We have tried to confine our treatment to personal problems but there is no personal problem that is not social. And there is no social problem that is not personal. This principle which we have taken as the basis of moral life would apply with equal fruitfulness to any other aspect of life, to any other problem of person or group. Our attitude and behavior toward the legal offender, as embodied in our legal codes and manner (not to say purpose) of punishment would be considerably clarified if we started with the fact that we were dealing with personalities valued by God. Our treatment of all forms of delinquency, of the mentally afflicted and of the defective, would sear our consciences were they to be judged by the Christian standard.

And the assumption of such a standard, the activity of such a conscience, calls for a new priority of values. The world is full of unhappy people, and a good many of them with religious professions, whose satisfaction is derived from their position in the social grouping, based on money, education, culture, the ability to wear clothes, physical well-being, or mere conformity to the customs, styles, and fads of the group. These very precarious footings are continually being lost. Somebody with more money, or more widely traveled, with greater chic, or bigger muscles, or a more glib patter of the day's shibboleths appears, and a sense of inferiority results. Out of that come fundamentally anti-social and personally detrimental behavior and attitudes. It is a notorious finding that so-called religious doubt often comes into being when one's personal universe has gone awry. Because I cannot have what I want I am angry at life. This I dignify into agnosticism, because it puts me in a better light in my own eyes. My trouble is apt to be really that I do not know enough to want what I have. I do not count myself for what I am, a child of the Infinite God, marked with a price by the sign of the Cross. I do not start with the right value, and so my false standards lead me astray, in my own strivings and in my attitude toward others.
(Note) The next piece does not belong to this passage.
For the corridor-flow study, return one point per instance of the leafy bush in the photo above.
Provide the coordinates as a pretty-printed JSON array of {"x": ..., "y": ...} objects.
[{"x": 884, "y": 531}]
I believe in God. I believe that He made me, that He poured forth His love for me in the costly act of redemption. Viewed from the Cross I am of inestimable love in His sight. Nothing can separate me from His love and my destiny is to be merged with Him in eternal glory. Nothing can derogate from that supreme dignity of mine, nothing can be of greater worth than my potentiality as His child. And this is equally true of every other human being. That truth dictates our growth and our behavior toward each other. In that truth I can abase myself to Him as having no health in me, and I can do it without servility. In that truth I can order myself lowly before others without crippling inferiority. And in that truth I can rejoice before God without arrogance, and look upon the infirmities of others without pride. Because of that truth I must respect the divinely wrought personality in every other and work toward its fulfillment. And as I do it, without sentimentality and stripping myself of every false value, I shall be working also for the fulfillment of that same divine capacity in myself. This is a triangular relationship, God and myself and my neighbor, in which for me the reality of life consists. John Scotus Erigena said, "We are not bidden to love God with one love, and our neighbor with another, neither are we instructed to cleave to the Creator with one part of our love, and to creation with another part; but in one and the same undivided love should we embrace both God and our neighbor."